Jusqu’à maintenant, si vous doutiez que les mesures d’austérité touchaient particulièrement les femmes, on pouvait encore considérer que vous vous faisiez l’avocat du diable. Un avocat particulièrement véreux, mettons. Après tout, c’est vrai que l’accès à des services de garde abordables, des emplois dans la fonction publique, une Commission pour s’assurer que l’équité salariale soit respectée, ou des programmes de promotion des sciences chez les filles ne sont pas les SEULS facteurs favorisant l’emploi et l’équité salariale chez les femmes.

Convenons que mises bout à bout, ces mesures amputées par le gouvernement Couillard démontrent que les priorités des libéraux, les «vrais affaires», sont plutôt des affaires d’hommes.
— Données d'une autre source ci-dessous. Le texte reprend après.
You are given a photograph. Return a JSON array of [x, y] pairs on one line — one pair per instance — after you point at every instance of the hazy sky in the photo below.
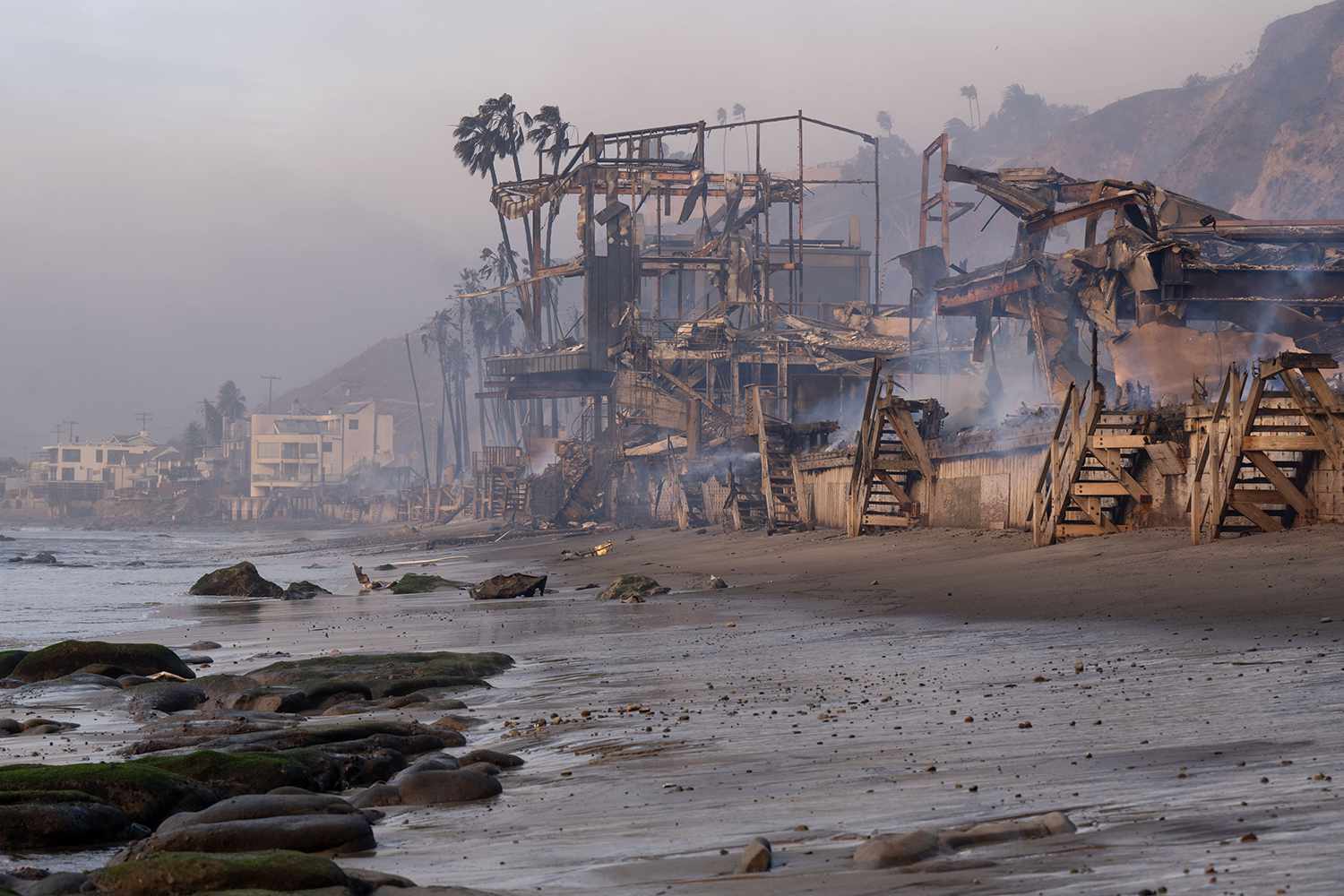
[[195, 191]]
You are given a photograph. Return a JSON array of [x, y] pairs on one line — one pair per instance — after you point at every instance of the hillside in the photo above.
[[1263, 142], [379, 374]]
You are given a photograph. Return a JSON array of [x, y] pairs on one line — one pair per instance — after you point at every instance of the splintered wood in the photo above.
[[1269, 429], [1086, 482], [890, 454]]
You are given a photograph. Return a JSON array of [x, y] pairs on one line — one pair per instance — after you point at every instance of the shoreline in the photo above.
[[806, 694]]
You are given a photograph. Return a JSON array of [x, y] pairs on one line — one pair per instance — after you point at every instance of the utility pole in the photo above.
[[271, 386]]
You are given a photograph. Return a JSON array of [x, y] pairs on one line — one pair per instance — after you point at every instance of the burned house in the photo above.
[[1182, 355], [710, 322]]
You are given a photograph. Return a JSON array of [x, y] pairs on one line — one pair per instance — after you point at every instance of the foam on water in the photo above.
[[99, 594]]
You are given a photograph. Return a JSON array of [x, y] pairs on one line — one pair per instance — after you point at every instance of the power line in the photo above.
[[271, 384]]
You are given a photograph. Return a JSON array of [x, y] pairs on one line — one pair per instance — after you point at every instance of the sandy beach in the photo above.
[[1179, 702]]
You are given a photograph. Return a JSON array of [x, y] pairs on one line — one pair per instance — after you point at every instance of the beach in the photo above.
[[1180, 704]]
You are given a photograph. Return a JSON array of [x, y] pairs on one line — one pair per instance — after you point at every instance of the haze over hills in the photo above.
[[1266, 142]]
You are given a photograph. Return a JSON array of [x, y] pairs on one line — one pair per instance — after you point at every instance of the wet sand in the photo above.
[[846, 686]]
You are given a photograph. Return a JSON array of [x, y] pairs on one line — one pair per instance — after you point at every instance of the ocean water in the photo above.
[[118, 582]]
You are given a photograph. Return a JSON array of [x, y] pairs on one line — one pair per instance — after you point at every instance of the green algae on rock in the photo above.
[[183, 874], [147, 794], [238, 581], [65, 657], [422, 583], [382, 670]]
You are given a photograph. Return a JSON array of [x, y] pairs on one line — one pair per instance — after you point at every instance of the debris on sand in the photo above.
[[890, 850], [596, 551], [303, 590], [516, 584], [238, 581], [40, 556], [421, 583], [757, 857], [632, 584], [65, 657], [365, 582]]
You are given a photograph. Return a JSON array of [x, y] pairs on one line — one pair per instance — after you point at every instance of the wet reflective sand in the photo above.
[[1179, 699]]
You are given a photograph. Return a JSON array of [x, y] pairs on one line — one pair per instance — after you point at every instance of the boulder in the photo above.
[[8, 659], [892, 850], [107, 670], [433, 788], [332, 833], [435, 762], [484, 767], [997, 831], [250, 772], [516, 584], [145, 794], [303, 590], [387, 673], [61, 820], [632, 586], [494, 756], [62, 883], [66, 657], [378, 796], [238, 581], [164, 696], [180, 874], [422, 583], [757, 857], [40, 556]]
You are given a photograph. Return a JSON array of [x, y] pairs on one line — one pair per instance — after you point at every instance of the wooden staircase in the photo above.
[[779, 484], [1086, 484], [890, 454], [746, 506], [1268, 430]]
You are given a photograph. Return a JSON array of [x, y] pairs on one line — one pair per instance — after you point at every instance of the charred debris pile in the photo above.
[[1137, 354]]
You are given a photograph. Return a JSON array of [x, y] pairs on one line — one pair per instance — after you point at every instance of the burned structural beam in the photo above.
[[968, 293], [1164, 261]]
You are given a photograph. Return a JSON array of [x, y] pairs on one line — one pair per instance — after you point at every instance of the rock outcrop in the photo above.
[[238, 581], [67, 657]]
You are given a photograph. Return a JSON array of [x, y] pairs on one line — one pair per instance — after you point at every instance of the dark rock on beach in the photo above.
[[516, 584], [422, 583], [58, 820], [303, 590], [145, 794], [632, 587], [74, 656], [8, 659], [238, 581], [180, 874]]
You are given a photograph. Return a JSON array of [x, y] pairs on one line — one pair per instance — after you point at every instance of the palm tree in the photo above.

Et maintenant, avec les coupures de 60% de leur budget aux organismes aidant les femmes parmi les plus vulnérables à intégrer le marché du travail, si vous pensez encore que l’austérité ne cible pas spécifiquement les femmes, on pourra légitimement vous accuser de sombrer dans le déni.
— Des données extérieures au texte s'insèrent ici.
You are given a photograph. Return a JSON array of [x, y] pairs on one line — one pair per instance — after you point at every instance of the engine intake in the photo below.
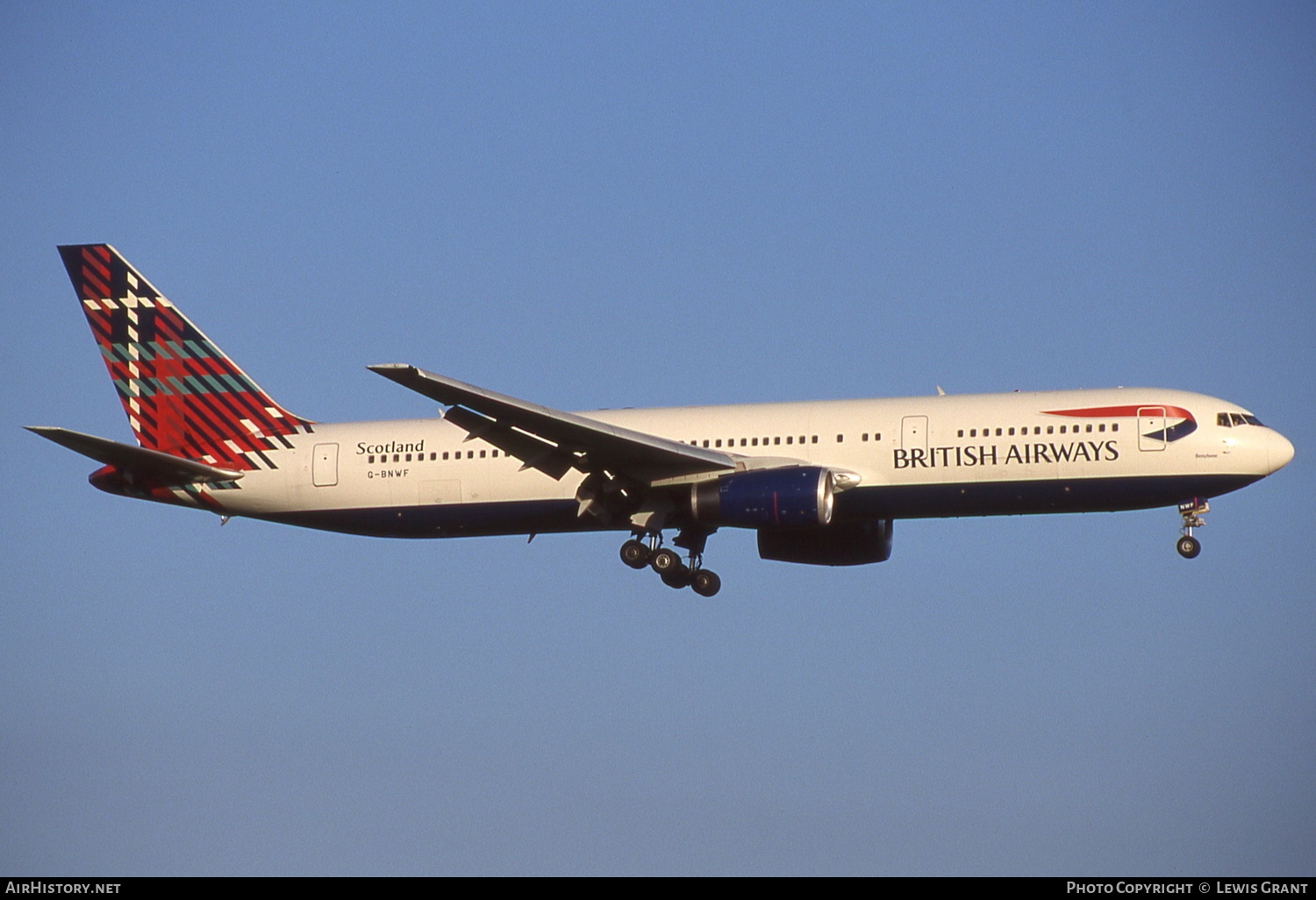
[[770, 497]]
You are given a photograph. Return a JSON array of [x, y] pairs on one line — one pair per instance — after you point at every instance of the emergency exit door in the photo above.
[[324, 465]]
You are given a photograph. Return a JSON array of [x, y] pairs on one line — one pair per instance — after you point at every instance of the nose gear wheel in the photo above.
[[1191, 513]]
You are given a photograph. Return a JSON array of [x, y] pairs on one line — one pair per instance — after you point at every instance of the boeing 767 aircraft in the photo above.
[[820, 482]]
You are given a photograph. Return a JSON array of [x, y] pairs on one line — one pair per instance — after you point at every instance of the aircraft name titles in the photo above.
[[1020, 454]]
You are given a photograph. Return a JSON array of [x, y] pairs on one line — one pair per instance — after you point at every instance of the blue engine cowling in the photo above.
[[770, 497]]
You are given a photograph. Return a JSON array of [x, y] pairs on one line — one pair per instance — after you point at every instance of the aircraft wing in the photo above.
[[147, 463], [555, 441]]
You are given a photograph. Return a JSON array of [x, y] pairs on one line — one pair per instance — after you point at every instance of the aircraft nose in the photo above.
[[1279, 452]]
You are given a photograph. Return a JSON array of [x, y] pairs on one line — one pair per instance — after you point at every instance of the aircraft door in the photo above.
[[913, 433], [324, 465], [1150, 428]]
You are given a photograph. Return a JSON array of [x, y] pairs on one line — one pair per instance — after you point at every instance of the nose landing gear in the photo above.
[[1191, 512], [644, 550]]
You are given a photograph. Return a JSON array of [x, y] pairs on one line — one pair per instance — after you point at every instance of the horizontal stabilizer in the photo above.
[[150, 465]]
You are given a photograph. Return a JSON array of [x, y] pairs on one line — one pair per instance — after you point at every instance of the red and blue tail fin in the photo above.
[[182, 394]]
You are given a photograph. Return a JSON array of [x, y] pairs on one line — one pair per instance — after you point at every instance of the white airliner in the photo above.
[[820, 482]]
L’Institut de recherche et d’informations socio-économiques (IRIS) démontrait noir sur blanc comment les mesures de relance des dernières années favorisaient particulièrement les hommes alors que les restrictions budgétaires frappaient plus directement les femmes.

Évidemment, en «bons pères de famille», les membres du gouvernement expliqueront que ces mesures visent à assainir les finances publiques. Qu’elles sont nécessaires pour assurer l’équité intergénérationnelle. Pendant ce temps, les mesures qui paraissent les plus frustrantes pour le citoyen moyen, la retraite dorée de Thierry Vandal, la prime de départ d’Yves Bolduc, ou le financement du Grand Prix, en ce qui me concerne, semblent favoriser particulièrement des monsieurs, de bons pères de familles, sans aucun doute. Il n’y a probablement pas de lien de cause à effet entre le demi-million qu’on versera dorénavant chaque année à Thierry Vandal jusqu’à sa mort et les 700 000$ retirés aux organismes venant en aide aux femmes, mais il y a certainement un lien de cause à perception. Si tous sont appelés à faire leur part pour renflouer les coffres de l’État, force est d’admettre que certains sont plus appelés que d’autres.